A car pulled up beside them. It was Adam and Alana, the founders. Adam ran in to the hospital to get the supplies and Alana talked to them.

“We’ve got reports from all over the islands, their coming ashore,” Alana looked down, trying to hold back her tears, “We’ve sent word out to evacuate.” Alana forced herself to make eye contact with Rebecca when she finished saying, “It’s not safe here anymore.”

Adam ran back out and threw a bag in the back of their car before giving them a dirty look and getting back in the driver’s seat.

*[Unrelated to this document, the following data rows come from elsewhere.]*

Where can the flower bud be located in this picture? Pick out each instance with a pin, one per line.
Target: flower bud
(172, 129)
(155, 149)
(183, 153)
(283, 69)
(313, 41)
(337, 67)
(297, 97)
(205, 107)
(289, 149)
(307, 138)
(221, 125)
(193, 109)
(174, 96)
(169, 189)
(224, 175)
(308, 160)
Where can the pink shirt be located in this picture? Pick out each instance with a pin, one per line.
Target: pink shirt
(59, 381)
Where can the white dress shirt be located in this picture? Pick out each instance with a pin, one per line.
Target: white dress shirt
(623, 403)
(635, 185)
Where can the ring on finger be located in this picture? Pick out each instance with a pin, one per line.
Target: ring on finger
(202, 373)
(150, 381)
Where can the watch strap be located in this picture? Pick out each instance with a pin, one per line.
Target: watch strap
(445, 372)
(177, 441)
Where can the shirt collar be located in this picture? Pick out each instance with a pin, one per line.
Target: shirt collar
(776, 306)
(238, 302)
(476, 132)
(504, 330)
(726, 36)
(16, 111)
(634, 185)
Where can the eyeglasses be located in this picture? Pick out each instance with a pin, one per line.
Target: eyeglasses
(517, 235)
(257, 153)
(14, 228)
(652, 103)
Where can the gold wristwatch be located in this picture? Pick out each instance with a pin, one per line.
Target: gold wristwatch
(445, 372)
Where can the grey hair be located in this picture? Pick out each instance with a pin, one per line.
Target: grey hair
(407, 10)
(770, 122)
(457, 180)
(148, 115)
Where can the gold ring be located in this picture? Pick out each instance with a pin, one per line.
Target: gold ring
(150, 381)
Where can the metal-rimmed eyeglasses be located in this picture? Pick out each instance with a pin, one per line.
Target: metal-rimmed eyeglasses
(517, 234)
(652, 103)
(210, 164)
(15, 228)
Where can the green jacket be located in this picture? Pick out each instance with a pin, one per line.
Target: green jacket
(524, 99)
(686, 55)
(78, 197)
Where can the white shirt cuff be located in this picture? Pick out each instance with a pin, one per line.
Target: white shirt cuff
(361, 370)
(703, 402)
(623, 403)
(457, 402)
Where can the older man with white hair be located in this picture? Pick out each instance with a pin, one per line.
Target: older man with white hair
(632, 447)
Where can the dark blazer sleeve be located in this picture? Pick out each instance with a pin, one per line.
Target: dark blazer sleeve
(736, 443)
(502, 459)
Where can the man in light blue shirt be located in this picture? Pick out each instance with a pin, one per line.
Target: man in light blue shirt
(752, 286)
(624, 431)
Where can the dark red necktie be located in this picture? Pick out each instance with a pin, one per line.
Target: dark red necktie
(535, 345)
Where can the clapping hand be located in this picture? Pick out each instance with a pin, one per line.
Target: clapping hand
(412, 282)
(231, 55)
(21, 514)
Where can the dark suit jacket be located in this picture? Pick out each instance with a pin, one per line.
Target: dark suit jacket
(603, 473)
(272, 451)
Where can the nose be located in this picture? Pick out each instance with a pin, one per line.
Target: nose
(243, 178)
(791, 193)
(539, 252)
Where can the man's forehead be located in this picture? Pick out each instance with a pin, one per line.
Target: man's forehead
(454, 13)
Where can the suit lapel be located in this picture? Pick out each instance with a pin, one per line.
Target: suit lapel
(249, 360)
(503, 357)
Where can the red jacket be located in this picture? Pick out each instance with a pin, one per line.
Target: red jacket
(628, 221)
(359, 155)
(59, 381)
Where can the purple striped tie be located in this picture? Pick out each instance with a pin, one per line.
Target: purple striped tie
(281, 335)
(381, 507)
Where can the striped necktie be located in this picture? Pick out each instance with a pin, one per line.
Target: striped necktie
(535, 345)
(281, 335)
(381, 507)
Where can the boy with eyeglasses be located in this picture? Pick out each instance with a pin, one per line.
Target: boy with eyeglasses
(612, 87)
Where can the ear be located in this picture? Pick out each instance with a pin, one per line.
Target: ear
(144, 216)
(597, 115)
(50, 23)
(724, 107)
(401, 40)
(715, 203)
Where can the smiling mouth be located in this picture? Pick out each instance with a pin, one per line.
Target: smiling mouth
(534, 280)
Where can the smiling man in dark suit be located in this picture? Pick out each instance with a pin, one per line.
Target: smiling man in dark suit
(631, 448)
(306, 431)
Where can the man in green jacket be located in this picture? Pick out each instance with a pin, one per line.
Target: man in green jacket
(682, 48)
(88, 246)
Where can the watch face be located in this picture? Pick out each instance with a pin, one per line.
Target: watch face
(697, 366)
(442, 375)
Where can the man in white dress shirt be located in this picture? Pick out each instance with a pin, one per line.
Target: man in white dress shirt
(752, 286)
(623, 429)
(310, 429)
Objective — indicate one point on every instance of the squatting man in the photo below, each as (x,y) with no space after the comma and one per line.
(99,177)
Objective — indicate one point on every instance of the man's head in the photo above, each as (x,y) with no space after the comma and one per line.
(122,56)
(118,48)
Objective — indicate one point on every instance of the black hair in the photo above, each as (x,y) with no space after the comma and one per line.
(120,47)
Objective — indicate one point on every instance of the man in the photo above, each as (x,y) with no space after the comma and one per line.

Warren shouted, “Let’s go!” at Rebecca, as he hung out of Samuel’s car.

The zombies stumbled all over the road in their way. Samuel drove, with Warren riding shotgun and Rebecca, Annie, and Jackson in back. Their car followed Adam and Alana’s car, swerving down the road, weaving through the rotten flesh-eaters.

Over south in Cape Hatteras, an explosion distracted Adam from seeing a roadblock. It caught the driver-side tire snapping it off the axel, flipping the car at forty miles an hour. Samuel tried his best to avoid hitting the flipping car, but that just made things worse. His car spun out of control and careened off the road. Both cars were totaled. Two smolerding heaps of twisted metal turned upside down on the side of the road waiting for any survivors to rise as they undead approached them from all around, attracted by the loud sounds.